Here's my problem. I'm a non-materialist, super minimalist. I did't used to be. When I was younger, I had all sorts of posters and toys on display, figures of stuff I liked, decorations, etc. Then I went through a relationship that stripped it all away. I was blind to what was going on, just like any relationship you throw yourself into. Once it began to sour, I started to realize I had lost myself and life was just rolling along at such a speed that I never took the time to put myself back together.
I moved on having only the bare minimum of my possessions. We're talking about just what you could fit in a trunk and backseat. Ever since then, that's what I held on to; just the minimum. The kind of minimum where I would be fine in an efficiency. Still would and it shows because I have one corner of a room where all my stuff is. Laptop, drafting table, crafting supplies; all packed and stacked together.
This is a huge part of my problem with my crafts. I really enjoy working on things, but I don't feel like I connect with them.
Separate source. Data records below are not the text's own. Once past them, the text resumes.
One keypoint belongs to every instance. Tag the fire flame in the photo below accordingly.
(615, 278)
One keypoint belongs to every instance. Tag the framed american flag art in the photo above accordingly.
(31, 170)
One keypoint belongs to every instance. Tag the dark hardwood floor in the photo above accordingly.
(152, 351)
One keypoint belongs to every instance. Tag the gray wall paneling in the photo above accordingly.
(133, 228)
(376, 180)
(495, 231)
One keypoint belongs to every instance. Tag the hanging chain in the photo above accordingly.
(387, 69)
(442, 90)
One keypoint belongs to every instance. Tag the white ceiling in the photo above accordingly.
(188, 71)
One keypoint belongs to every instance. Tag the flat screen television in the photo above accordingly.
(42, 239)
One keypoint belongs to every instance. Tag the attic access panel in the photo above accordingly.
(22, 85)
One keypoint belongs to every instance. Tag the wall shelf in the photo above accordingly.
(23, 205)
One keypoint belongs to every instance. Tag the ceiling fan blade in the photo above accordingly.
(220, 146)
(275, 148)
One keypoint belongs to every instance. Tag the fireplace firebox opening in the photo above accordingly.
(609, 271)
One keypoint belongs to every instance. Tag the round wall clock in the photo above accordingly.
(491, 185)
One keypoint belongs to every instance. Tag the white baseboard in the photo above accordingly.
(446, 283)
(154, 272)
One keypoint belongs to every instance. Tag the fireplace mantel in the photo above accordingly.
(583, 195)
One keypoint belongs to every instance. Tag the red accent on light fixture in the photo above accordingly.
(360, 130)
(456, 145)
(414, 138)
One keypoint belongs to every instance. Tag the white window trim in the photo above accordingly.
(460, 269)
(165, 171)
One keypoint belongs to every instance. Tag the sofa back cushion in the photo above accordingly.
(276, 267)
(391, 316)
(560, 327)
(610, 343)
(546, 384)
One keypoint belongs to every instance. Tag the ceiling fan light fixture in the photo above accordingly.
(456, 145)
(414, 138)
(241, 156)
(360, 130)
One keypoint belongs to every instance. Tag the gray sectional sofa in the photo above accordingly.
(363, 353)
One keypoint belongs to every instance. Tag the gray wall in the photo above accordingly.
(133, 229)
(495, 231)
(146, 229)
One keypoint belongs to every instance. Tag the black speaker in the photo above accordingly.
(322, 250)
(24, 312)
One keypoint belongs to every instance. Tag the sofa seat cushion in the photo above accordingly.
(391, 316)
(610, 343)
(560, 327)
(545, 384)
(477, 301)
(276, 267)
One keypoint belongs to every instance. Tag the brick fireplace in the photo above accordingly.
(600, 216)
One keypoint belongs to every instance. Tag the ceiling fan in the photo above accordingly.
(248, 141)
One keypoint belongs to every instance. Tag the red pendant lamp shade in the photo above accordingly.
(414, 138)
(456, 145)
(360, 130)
I'm a fan of a lot of things, but I keep it all inside. That relationship broke me of wanting. It quite seriously almost makes me cry when I think about getting something for myself anymore. I have no problem getting gifts for others. Friends and family express their want of certain things and I am immediately taking mental notes of the when and how. But turn that question on me, like people do twice a year, and you get back a frown, a shrug, and silence.
That's why I've always been so heavy on requesting commissions. I need direction. When I was building our website, I developed fourteen different layouts before my wife realized it and picked one she liked for me to focus on. I've done several projects hoping because so many people I know have expressed their interest in a topic, that the items would sell well. Every single one has had minimal or absolutely no follow-through from the public.
How can I make things people would want when I can't even want things for myself?
So many times lately I feel like just getting rid of it all and giving up.